The get-together of business owners from Port Angeles and Victoria concluded with pledges of more across-the-water visits — and hopes that efforts to bring more Canadian visitors to Victoria’s smaller southern neighbor will bear fruit.
“This is a new beginning, and we should not let it rest,” Port Angeles businessman Ed Bedford, owner of Northwest Soda Works, said Wednesday at the close of a Port Angeles CrabHouse restaurant luncheon attended by about 30 participants.
“It’s important to all of us on both sides of the water,” Bedford said.
“We will reciprocate on behalf of the city. If we make the opportunity to expand on it, it won’t do anything but benefit all of us.”
Luncheon participants heard presentations about Port Angeles’ $17 million waterfront improvement project and the city’s wireless-access upgrades for Internet users within the city limit along with Victoria’s plans for its upcoming 150th birthday celebration.
The 15 Canadians at the luncheon were greeted upon their arrived on the 12:05 p.m. MV Coho sailing by Mayor Cherie Kidd and Necessities & Temptations gift shop owner Edna Petersen.
Upon disembarking the ferry, the guests received gift bags with candy, a commemorative Elwha River Restoration Project cup, a $5-off discount slip for Petersen’s store and the greeting, “Welcome to our Victoria neighbors!”
The Victoria visitors also joined their Port Angeles hosts in a post-luncheon tour of Westport Shipyard’s yacht-building facility.
The tour was followed by a walkabout of downtown and the city’s “underground” led by underground tour guide and former City Councilman Don Perry and Downtown Association Executive Director Barb Frederick.
The Canadians returned to Victoria on the 5:20 p.m. sailing.
“We need to educate more people about the ease of going back and forth to the states,” Ed Chan of Victoria, a retired chef and an organizer of Wednesday’s visit, said in a telephone interview Thursday, referring to the 90-minute ferry ride home.
“It’s fairly inexpensive to hop on a ferry, spend the day in Port Angeles or spend a weekend in Port Angeles, and come home,” Chan said, adding that Port Angeles is “very walkable.”
The Wednesday get-together was initiated by Kidd and organized by her and Frederick.
It will be followed by a Port Angeles delegation’s visit to Victoria on July 1 for Canada Day and Victoria Mayor Dean Fortin’s visit to Port Angeles for the city’s July Fourth parade, Kidd said.
“Getting the word out to Victoria, that’s our focus,” Kidd said Thursday, adding that every Canadian who attended the luncheon and toured the city returned to Victoria as a new “ambassador” for Port Angeles.
“We have to let them know why they need to come here,” Kidd said, adding that Wednesday afternoon’s activities represented a step in that direction.
“We have a huge, untapped market for tourism in Victoria, and they don’t know why they need to come,” she said.
“That’s our job, that’s my job as mayor to let them know they have to come.

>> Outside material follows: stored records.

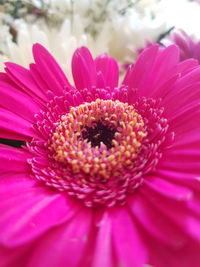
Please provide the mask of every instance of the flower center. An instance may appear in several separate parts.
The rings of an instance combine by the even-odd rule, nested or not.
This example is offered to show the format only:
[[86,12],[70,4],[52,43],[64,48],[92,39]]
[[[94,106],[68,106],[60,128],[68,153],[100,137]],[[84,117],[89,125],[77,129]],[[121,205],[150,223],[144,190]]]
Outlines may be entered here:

We are making progress.”
The Canadian visitors discussed what might come after their visit at a dinner later that night in Victoria that included members of the Victoria AM Association and the Canadian Culinary Federation, Canadian Juliana Atkinson said Thursday.
Atkinson said the question posed during dinner was: “What can we do to strengthen our ties with Port Angeles to make their community more vibrant?”

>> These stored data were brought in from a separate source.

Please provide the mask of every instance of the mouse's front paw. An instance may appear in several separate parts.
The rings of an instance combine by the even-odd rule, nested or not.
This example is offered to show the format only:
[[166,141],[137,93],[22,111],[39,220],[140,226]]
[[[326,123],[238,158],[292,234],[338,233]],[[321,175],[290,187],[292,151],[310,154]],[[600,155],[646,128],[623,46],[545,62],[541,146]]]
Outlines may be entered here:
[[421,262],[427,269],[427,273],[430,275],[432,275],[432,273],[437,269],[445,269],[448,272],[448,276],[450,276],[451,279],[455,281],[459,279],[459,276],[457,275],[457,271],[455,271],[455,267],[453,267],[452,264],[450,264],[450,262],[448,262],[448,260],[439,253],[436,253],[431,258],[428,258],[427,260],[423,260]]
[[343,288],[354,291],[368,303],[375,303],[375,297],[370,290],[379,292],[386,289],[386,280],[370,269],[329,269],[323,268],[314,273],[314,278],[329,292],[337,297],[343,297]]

An effort could be made to attract more young people from Victoria, advertise weekend ferry-hotel packages with Port Angeles as the destination, and put more advertising in Victoria publications about what Port Angeles has to offer.
“We’ve got to get the word out,” Atkinson insisted.

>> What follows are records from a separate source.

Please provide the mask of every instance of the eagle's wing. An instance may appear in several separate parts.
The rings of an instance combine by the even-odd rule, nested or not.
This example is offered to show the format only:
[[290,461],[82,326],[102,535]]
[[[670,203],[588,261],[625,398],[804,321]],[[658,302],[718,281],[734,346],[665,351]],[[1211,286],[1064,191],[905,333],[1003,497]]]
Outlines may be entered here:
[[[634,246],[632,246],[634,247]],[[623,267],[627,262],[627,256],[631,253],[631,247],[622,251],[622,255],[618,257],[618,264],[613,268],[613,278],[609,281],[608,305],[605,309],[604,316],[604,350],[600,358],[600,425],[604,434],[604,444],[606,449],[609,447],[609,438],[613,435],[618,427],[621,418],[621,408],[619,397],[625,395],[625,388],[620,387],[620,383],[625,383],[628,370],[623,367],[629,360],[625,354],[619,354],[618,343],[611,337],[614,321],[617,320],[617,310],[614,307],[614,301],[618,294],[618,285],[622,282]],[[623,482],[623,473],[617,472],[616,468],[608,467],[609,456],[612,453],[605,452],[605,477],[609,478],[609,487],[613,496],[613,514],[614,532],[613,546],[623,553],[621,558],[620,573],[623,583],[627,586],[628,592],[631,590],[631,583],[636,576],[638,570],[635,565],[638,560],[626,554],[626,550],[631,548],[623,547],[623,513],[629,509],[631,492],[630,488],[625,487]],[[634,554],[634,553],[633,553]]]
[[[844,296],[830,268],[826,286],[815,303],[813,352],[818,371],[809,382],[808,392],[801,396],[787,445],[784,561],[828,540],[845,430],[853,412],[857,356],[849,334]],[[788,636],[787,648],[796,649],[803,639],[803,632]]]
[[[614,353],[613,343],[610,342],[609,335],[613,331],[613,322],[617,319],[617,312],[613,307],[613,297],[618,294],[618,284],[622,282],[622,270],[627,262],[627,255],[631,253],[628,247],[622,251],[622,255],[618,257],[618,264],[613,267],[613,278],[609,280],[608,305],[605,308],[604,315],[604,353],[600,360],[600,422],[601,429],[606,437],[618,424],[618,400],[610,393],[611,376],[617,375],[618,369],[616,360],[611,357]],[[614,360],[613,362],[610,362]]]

Atkinson, a semiretired pastry chef, said she was impressed by Port Angeles Planning and Economic Development Director Nathan West’s luncheon presentation on the waterfront project.
“I’ll probably tell 40 people about my visit and how I want to go back and check out all the little shops,” Atkinson said.
“An hour and a half, and you’re there. You don’t have to drive, you don’t have to worry about anything. It looks like a really interesting place to visit, absolutely.”